Readings from the Book of Hope
It's always too soon to go home. And it's always too soon to calculate effect. I once read an anecdote by someone involved in Women's Strike for Peace (WSP), the first great antinuclear movement in the United States, the one that did contribute to a major victory: the end, in 1963, of above ground nuclear testing and so, of the radioactive fallout that was showing up in mother's milk and baby teeth (and to the fall of the House UnAmerican Activities Committee, the Homeland Security Department of it's day. Positioning themselves as housewives and using humor as a weapon, they made HUAC's anticommunist interrogations look ridiculous.) The woman from WSP told of how foolish and futile she had felt standing in the rain one morning protesting at the Kennedy White House. Years later, she heard Dr. Benjamin Spock -- who had become one of the most high-profile activists on the issue -- say that the turning point for him was spotting a small group of women standing in the rain, protesting at the White House.

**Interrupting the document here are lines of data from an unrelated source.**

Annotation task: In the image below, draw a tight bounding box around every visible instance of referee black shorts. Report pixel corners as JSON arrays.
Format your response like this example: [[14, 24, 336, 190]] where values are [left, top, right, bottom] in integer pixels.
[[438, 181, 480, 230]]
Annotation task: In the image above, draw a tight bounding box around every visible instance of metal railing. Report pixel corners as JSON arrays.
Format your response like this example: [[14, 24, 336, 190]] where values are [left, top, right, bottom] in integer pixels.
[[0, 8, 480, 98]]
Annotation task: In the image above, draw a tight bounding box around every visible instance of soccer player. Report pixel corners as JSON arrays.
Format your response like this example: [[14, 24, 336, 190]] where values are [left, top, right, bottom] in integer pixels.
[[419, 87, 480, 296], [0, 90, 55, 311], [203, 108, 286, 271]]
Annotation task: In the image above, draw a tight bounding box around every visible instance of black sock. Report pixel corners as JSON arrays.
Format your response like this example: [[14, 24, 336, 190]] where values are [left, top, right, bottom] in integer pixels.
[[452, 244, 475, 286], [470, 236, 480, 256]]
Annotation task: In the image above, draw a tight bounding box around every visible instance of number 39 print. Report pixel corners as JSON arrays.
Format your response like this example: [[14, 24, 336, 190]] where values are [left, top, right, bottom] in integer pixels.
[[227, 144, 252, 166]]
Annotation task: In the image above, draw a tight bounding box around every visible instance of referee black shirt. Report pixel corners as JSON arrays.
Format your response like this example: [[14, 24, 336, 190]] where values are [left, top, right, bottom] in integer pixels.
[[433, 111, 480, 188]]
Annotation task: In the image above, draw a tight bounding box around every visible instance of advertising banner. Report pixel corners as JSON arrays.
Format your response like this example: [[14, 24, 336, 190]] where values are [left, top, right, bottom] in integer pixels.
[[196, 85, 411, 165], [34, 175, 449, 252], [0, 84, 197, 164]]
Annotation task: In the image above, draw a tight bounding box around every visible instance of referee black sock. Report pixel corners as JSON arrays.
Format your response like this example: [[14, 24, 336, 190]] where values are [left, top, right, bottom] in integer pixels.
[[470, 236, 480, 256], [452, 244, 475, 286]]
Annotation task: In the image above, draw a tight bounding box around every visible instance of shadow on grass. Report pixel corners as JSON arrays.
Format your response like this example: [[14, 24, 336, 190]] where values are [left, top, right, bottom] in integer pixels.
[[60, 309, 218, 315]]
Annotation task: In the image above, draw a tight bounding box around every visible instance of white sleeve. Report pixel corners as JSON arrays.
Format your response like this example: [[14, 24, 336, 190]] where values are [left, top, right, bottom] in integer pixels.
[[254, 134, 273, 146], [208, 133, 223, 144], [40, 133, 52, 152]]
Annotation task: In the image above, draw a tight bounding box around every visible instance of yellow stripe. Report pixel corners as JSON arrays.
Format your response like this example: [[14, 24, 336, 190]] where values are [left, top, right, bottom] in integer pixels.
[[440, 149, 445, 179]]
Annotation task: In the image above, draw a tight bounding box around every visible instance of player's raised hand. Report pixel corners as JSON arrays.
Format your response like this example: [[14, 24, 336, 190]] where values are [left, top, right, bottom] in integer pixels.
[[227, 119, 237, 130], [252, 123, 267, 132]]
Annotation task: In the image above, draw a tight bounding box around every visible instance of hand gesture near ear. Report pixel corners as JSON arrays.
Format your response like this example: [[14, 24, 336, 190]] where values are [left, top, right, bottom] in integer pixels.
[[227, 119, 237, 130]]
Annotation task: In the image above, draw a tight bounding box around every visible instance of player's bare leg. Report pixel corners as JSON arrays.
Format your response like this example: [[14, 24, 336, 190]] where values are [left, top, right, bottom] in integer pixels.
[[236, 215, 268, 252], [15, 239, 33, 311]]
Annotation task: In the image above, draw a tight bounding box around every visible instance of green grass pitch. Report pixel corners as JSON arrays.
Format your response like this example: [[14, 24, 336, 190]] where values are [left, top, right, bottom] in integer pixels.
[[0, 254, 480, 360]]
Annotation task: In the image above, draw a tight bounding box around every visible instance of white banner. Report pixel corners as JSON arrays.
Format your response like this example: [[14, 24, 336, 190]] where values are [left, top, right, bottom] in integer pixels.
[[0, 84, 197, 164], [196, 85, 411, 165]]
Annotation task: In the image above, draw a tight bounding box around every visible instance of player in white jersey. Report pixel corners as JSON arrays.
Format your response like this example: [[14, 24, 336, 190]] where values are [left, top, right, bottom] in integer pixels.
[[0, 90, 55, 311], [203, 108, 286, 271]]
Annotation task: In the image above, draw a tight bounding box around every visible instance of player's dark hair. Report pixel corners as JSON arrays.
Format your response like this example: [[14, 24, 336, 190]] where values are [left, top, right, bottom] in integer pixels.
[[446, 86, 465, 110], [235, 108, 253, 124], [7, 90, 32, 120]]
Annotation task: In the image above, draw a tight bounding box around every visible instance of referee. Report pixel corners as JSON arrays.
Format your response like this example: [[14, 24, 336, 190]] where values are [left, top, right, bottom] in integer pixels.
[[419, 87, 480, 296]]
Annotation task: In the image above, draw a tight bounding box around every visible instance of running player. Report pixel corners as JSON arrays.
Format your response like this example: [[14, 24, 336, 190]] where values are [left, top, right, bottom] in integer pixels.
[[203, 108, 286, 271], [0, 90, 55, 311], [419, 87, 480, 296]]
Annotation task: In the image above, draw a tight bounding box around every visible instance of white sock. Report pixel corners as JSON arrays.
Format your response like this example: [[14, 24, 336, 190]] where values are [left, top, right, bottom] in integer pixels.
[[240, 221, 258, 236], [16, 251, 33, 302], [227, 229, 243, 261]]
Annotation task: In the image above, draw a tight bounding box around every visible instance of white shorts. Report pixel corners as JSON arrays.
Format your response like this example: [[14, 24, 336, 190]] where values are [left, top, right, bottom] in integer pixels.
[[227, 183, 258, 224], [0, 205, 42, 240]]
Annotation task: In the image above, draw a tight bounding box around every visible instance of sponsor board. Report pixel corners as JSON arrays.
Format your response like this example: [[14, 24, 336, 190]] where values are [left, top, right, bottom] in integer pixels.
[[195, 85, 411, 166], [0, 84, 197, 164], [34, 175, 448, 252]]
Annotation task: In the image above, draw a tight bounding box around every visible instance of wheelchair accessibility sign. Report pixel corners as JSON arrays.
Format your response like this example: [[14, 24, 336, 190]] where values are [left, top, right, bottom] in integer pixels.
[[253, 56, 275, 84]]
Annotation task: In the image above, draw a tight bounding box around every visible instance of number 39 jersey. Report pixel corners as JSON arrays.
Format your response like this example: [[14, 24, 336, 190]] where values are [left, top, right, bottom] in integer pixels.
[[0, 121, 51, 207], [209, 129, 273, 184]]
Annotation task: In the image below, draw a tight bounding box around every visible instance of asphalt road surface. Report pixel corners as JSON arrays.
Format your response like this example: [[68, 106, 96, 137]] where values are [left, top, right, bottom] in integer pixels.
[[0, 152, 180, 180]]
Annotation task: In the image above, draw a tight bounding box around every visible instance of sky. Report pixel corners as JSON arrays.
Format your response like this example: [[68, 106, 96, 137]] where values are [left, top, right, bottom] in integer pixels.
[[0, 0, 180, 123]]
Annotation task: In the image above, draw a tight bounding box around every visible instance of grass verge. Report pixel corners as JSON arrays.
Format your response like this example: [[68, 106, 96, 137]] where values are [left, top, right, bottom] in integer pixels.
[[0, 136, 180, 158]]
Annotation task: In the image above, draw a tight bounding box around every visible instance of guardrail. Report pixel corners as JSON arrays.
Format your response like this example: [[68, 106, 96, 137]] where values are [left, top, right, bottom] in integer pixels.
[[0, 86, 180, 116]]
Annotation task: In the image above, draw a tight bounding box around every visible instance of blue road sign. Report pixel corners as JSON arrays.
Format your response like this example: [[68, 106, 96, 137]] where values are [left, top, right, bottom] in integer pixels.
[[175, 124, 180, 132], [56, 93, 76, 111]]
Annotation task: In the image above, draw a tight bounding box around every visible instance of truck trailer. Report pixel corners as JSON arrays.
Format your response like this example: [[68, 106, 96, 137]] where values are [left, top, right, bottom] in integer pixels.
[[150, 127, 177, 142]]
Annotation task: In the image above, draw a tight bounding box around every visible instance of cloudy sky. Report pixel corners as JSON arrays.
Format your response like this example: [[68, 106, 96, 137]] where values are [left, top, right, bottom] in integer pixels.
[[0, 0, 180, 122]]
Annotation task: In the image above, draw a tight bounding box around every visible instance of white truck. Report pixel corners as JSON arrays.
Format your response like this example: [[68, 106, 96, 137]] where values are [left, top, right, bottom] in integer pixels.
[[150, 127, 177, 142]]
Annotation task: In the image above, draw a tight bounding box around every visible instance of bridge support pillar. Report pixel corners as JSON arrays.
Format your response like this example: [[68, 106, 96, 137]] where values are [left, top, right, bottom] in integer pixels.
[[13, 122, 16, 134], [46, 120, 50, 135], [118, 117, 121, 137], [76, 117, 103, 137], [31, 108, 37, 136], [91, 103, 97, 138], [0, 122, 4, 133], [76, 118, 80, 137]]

If they were so passionately committed, he thought, he should give the issue more consideration himself.
Causes and effects assume history marches forward, but history is not an army. It is a crab scuttling sideways, a drip of soft water wearing away stone, an earthquake breaking centuries of tension. Sometimes one person inspires a movement, or her words do decades later; sometimes a few passionate people change the world; sometimes they start a mass movement and millions do; sometimes those millions are stirred by the same outrage or the same ideal and change comes upon us like a change of weather. All that these transformations have in common is that they begin in the imagination, in hope. To hope is to gamble. It's to bet on the future, on your desires, on the possibility that an open heart and uncertainty is better than gloom and safety. To hope is dangerous, and yet it is the opposite of fear, for to live is to risk.
From Hope in the Dark, by Rebecca Solnit
8 Comments:
Thank you so much for posting this. It came at just the right time, because I have definitely been feeling hopeless. Want to meet in the rain at the White House some time soon?
It's coming to that, and I'm willing, just trepidatious about what germ or poison Bushco will deploy this time...
I'm with R.D. - Thank you so much. If you haven’t already - post it on D. W'S - where it can reach even more people. I used to have that kind of idealism and beliefs; then I got older and terribly disappointed at the lack of appreciable movement. So it’s nice to imagine that perhaps my words or actions may, in some way, have lasting consequences. Bless you!
Thanks, Gypsy. I'll have to read this; I could use a little hope about now. We all could.
Have you read The Impossible Will Take a Little While? I've been recommending it to people I know. The wonderful story you write about is in this book, too.
thank you.
i have been wondering lately about that strange chaotic spiderweb/chain reaction/ripple effect stuff myself. life is hardly linear, but it's easy to get caught in that trap. makes me think silly things like, "well, i said it sucked, why didn't it just go away?"
(see your post below re: lab kat's latest re: erosion of women's rights.)
I can ditto what everyone else has said. Thank you for posting and sharing. I keep telling myself it's going to get better, but now I have trouble believing my own words.
Always, when the forces of repression push at society, the pendulum swings, and then the backlash catches it and we are catapulted beyond where we started. The repugnacans are trying to short circut the backlash, but as you bottle up social energy it tends to reverberate and grow in intensity, until no walls will hold it.
I prefer to believe that they are surfing the tidal wave of their own destruction.
Welcome to my Caravan, Crabbi!
I haven't read that book, but I've heard of it. I think we all need some uplifting right about now. I've felt alot of discouragement and sadness on the web lately.